Atrás deles estavam a mamãe e o papai!

Eles entraram tão rápido, com os olhos arregalados e o rosto cheio de medo. Minha mãe gritou pra que os policiais esperassem, que não fizessem nada.

Quando eu vi ela… eu não consegui mais segurar. Comecei a chorar, bem alto, com tudo que eu tinha. E corri. Corri o mais rápido que consegui até ela.

Eu pulei no colo dela e ela me abraçou com toda a força do mundo.

Foi o melhor abraço da minha vida.

Um abraço que não precisava de nenhuma palavra.

Era como se ele dissesse: "Agora tá tudo bem."

Quando a gente voltou pra casa, tudo parecia normal. Pelo menos até a madrugada.

Eu tava dormindo, mas acordei com uns barulhos estranhos. Eram vozes… vozes da mamãe e do papai. Peguei meu ursinho e fui andando bem devagarzinho até a sala, de onde o som vinha.

Cheguei perto e me escondi atrás da parede, só espiando. Papai sempre fala, com aquele jeito bravo dele, que eu não devo me meter nas conversas dos adultos. Mas às vezes... eu não consigo. Eu tento, juro que tento. Mas não dá.

Eles estavam brigando. De novo.

E foi por minha causa.

Mamãe dizia que foi culpa dele por ter me deixado sozinha no shopping, sem ninguém pra cuidar de mim. E papai respondeu gritando, dizendo que a culpa era minha, que eu era burra por ter acreditado num homem estranho.

Eles ficaram assim por um tempão. Gritando, falando coisas feias, ficando cada vez mais bravos. E eu só ficava lá, quietinha, com o coração apertado, com vontade de chorar. Só que… aí eu me mexi sem querer.

Minha cabeça apareceu um pouquinho mais do que devia. Eu senti isso na hora.

E foi quando o papai me viu.

Ele virou devagar, com os olhos muito abertos, com aquele olhar que me dá medo de verdade. Um olhar que fez meu corpo todo gelar, me paralisando por completo.

Eu conhecia aquele olhar. E ele nunca significava coisa boa.

Meu papai começou a vir na minha direção com os punhos fechados. Ele gritava que tudo era culpa minha. Dizia que eu só dava problema, que atrapalhava nossa família.
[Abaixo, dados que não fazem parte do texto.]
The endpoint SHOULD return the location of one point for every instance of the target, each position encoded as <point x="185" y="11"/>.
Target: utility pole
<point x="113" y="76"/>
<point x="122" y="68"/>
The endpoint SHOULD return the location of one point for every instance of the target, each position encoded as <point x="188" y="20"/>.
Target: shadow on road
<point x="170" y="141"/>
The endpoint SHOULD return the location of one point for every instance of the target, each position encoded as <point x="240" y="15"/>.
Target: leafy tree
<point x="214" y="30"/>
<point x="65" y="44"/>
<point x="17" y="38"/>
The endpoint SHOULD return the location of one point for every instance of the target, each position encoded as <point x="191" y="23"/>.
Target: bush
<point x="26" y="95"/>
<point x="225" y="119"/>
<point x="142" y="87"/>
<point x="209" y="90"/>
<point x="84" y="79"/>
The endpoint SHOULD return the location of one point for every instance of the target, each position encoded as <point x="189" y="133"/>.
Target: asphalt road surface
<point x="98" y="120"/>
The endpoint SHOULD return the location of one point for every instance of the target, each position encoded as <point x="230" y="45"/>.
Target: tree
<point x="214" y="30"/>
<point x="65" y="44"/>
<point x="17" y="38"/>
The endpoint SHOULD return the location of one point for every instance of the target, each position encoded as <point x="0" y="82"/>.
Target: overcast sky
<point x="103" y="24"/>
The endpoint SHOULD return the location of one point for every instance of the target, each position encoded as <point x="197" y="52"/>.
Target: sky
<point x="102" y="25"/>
Na hora, eu me virei e corri pro meu quarto o mais rápido que consegui. Ele tentou correr atrás de mim, mas eu fui mais rápida. Quando entrei, peguei uma cadeira correndo, fechei a porta e tranquei ela com força.

Depois, pulei na minha cama e abracei meu ursinho com toda a força, tentando achar um lugar seguro no meio de tudo. Mas ainda dava pra ouvir ele. Ele batia na porta como um monstro, gritando pra eu abrir. Eu fiquei bem quietinha, e não abri.
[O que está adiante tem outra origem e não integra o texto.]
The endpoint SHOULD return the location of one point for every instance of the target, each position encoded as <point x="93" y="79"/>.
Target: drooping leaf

Ele ficou batendo por um tempão, agitado e violento como um bicho bravo. Mas aí, do nada, a mamãe apareceu. Eu ouvi a voz dela dizendo pra ele parar.

E ele… parou.

Eu não sei como ela fez isso. Mas ele parou bem na hora que ela falou. O estranho não foi só ele parar… foi ele parar e não fazer mais nada depois. Ele só saiu, batendo a porta do quarto dele com raiva.

Eu escutei a mamãe suspirando. Ela chegou perto da minha porta e deu três batidinhas bem de leve.
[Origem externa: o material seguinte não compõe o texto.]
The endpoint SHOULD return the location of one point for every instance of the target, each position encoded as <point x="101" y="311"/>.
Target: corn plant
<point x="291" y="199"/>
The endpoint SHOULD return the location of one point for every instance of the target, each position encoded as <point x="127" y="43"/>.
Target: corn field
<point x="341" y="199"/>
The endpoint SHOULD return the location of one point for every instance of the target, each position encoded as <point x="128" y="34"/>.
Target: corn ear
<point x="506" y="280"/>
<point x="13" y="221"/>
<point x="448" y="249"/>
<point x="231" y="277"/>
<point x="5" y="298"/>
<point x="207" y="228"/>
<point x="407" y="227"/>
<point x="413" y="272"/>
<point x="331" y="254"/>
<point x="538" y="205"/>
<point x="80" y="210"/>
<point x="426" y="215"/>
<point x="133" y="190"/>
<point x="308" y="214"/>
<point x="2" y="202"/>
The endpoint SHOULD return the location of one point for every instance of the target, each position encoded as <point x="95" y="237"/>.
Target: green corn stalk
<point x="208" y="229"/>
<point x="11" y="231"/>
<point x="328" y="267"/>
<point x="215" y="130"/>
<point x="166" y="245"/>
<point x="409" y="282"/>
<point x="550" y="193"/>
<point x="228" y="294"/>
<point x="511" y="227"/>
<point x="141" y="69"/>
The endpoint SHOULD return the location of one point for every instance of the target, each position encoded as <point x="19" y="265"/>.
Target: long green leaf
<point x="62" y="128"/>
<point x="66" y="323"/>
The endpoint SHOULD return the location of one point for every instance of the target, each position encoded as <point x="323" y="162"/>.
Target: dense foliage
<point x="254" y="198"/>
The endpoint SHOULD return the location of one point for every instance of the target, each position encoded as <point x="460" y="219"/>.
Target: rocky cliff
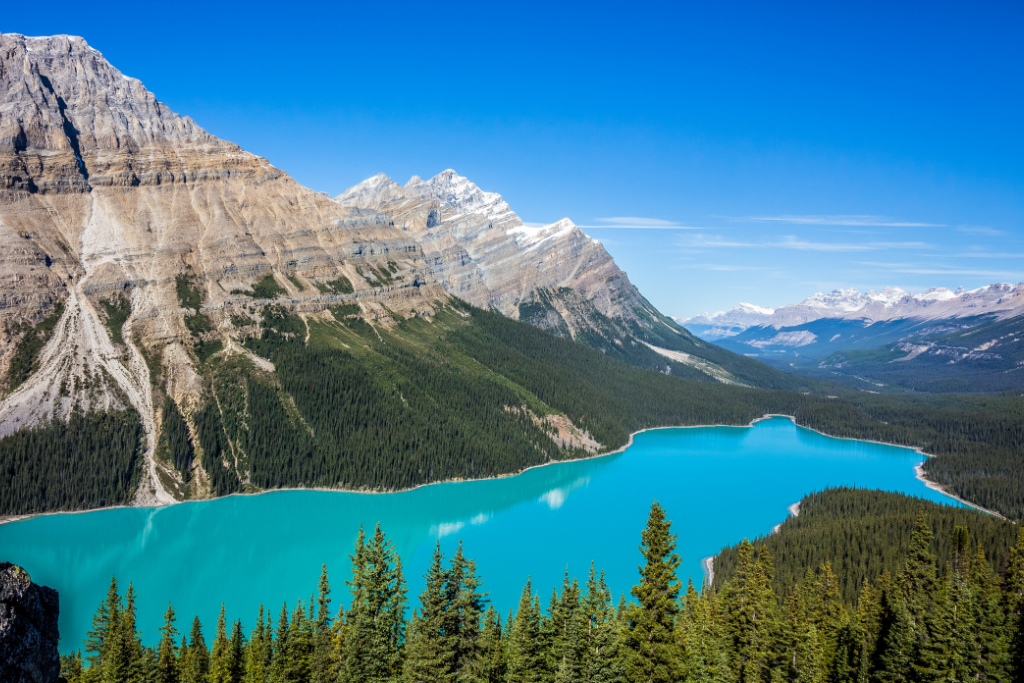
<point x="142" y="236"/>
<point x="29" y="634"/>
Eu levantei correndo, destranquei a porta e abri.

Ela se ajoelhou na minha frente, chorando, e pediu desculpa por ter deixado tudo acontecer. Disse que tinha sido irresponsável.

Eu falei que tava tudo bem. Que não era culpa dela.

Ela me abraçou forte. Mas forte mesmo. Como se eu fosse um tesouro, uma coisa preciosa.

E eu abracei ela de volta, bem apertado. Eu não queria soltar.

Porque com a minha mamãe… eu me sinto protegida.